Here are my results using DevStudio 2005:
Debug:
- Without block: 25.109
- With block: 19.703
Release:
- Without block: 0
- With block: 6.046
It is very important to run this from the command line, and not from DevStudio, DevStudio something affects the performance of the application.
The only way to find out what is actually happening is to look at the assembler code. Here the assembler is generated in the release: -
FindWithoutBlock: 00401000 xor eax,eax 00401002 cmp dword ptr [ecx+eax*4],0F4240h 00401009 je FindWithoutBlock+1Ah (40101Ah) 0040100B add eax,1 0040100E cmp eax,186A0h 00401013 jl FindWithoutBlock+2 (401002h) 00401015 mov eax,186A0h 0040101A ret
Note that the compiler removed the ArrLen parameter and replaced it with a constant! He also saved it as a function.
Here is what the compiler did with another function (FindWithBlock): -
004010E0 mov dword ptr [esp+38h],186A0h 004010E8 mov ebx,0F4240h 004010ED mov dword ptr [esi+61A80h],ebx 004010F3 xor eax,eax 004010F5 cmp dword ptr [esi],ebx 004010F7 je main+0EFh (40110Fh) 004010F9 lea esp,[esp] 00401100 add eax,1 00401103 cmp dword ptr [esi+eax*4],ebx 00401106 jne main+0E0h (401100h) 00401108 cmp eax,186A0h 0040110D je main+0F5h (401115h) 0040110F call dword ptr [__imp__getchar (4020D0h)] 00401115 sub dword ptr [esp+38h],1 0040111A jne main+0CDh (4010EDh)
Here the function has been inserted. lea esp,[esp] - Only 7 bytes to align the next command. The code checks index 0 separately for all other indexes, but the main loop is more definite than the version of FindWithoutBlock.
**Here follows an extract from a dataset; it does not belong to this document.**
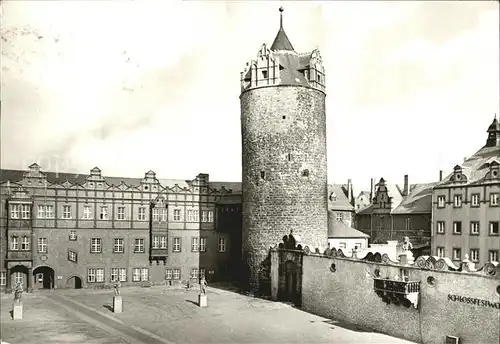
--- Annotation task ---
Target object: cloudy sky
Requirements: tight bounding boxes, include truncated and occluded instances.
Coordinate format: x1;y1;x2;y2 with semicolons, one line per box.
1;0;500;189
Hmmm. Here is the code that calls FindWithoutBlock: -
0040106F mov ecx,edi 00401071 mov ebx,eax 00401073 call FindWithoutBlock (401000h) 00401078 mov ebp,eax 0040107A mov edi,186A0h 0040107F cmp ebp,186A0h 00401085 je main+6Dh (40108Dh) 00401087 call dword ptr [__imp__getchar (4020D0h)] 0040108D sub edi,1 00401090 jne main+5Fh (40107Fh)
Yeah! The FindWitoutBlock function is called only once! The compiler noticed that the function will return the same value each time and optimized it for one call. In FindWithBlock, the compiler cannot make the same assumption because you are writing an array before the search, so the array is (potentially) different for each call.
To verify this, add the volatile keyword as follows: -
int FindWithoutBlock(volatile int * Arr, int ArrLen, int Val) { for ( int i = 0; i < ArrLen; i++ ) if ( Arr[i] == Val ) return i; return ArrLen; } int FindWithBlock(volatile int * Arr, int LastCellIndex, int Val) { Arr[LastCellIndex] = Val; int i; for ( i = 0 ; Arr[i] != Val; i++ ); return i; }
At the same time, both versions work at the same time (6.040). Observing that memory access is the main bottleneck, more complex FindWithoutBlock tests do not affect overall speed.